I'd also like to point out that if Bob's name were to be changed internally (from within the class itself) then this would also reflect when you call pBob->getName(). Similar to how changing the values of the raw pointers in the first section changed the output later on.
It's important to understand the difference between the pointer and the value itself. You cannot say pBob.getName() because pBob actually does not have a member called getName(). However, the "person" that pBob is pointing to DOES have a getName(), so we use the -> arrow to point to the real Person.

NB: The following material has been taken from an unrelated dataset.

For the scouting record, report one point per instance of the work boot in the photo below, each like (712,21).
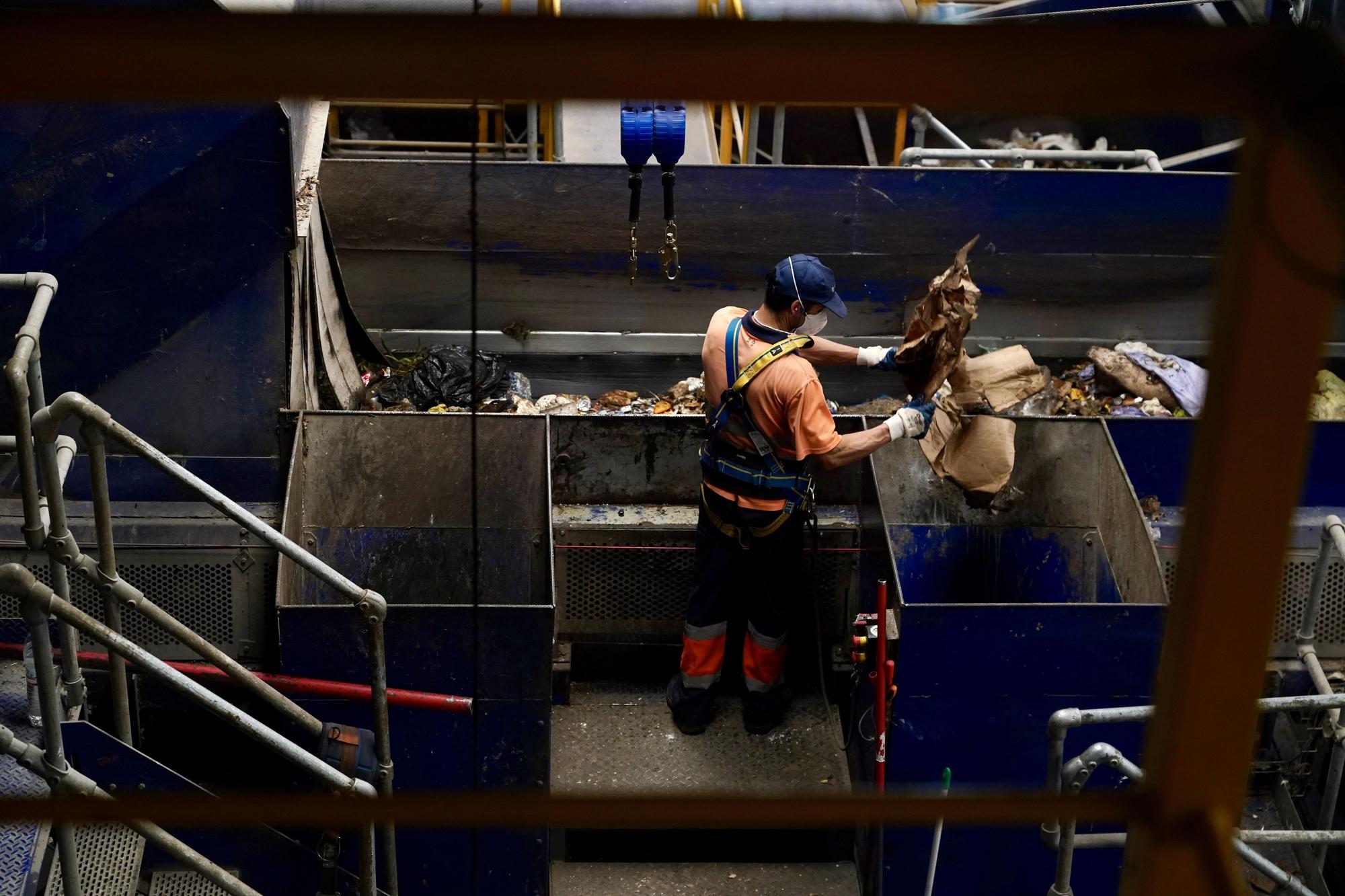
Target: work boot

The output of this program would look like:
A child is born! They say, "Hey, I'm Bob! :)"
A child is born! They say, "Hey, I'm Jeff! :)"
A child is born! They say, "Hey, I'm Chad! :)"
A child is born! They say, "Hey, I'm Stacy! :)"
And they all come together and say, "And we all live inside of this vector!"
Bob says, "AND HEY, I'M STILL BOB! :)"
Hopefully after this quick, simple and lazy guide, you understand the differences between pointers, references, and their values. And you also understand their general application in everyday programming. I tried explaining them without using overly technical terms beyond the comprehension of a beginner. If you found this useful, feel free to share it. If you have any criticisms, feel free to make a pull request and I'll review it.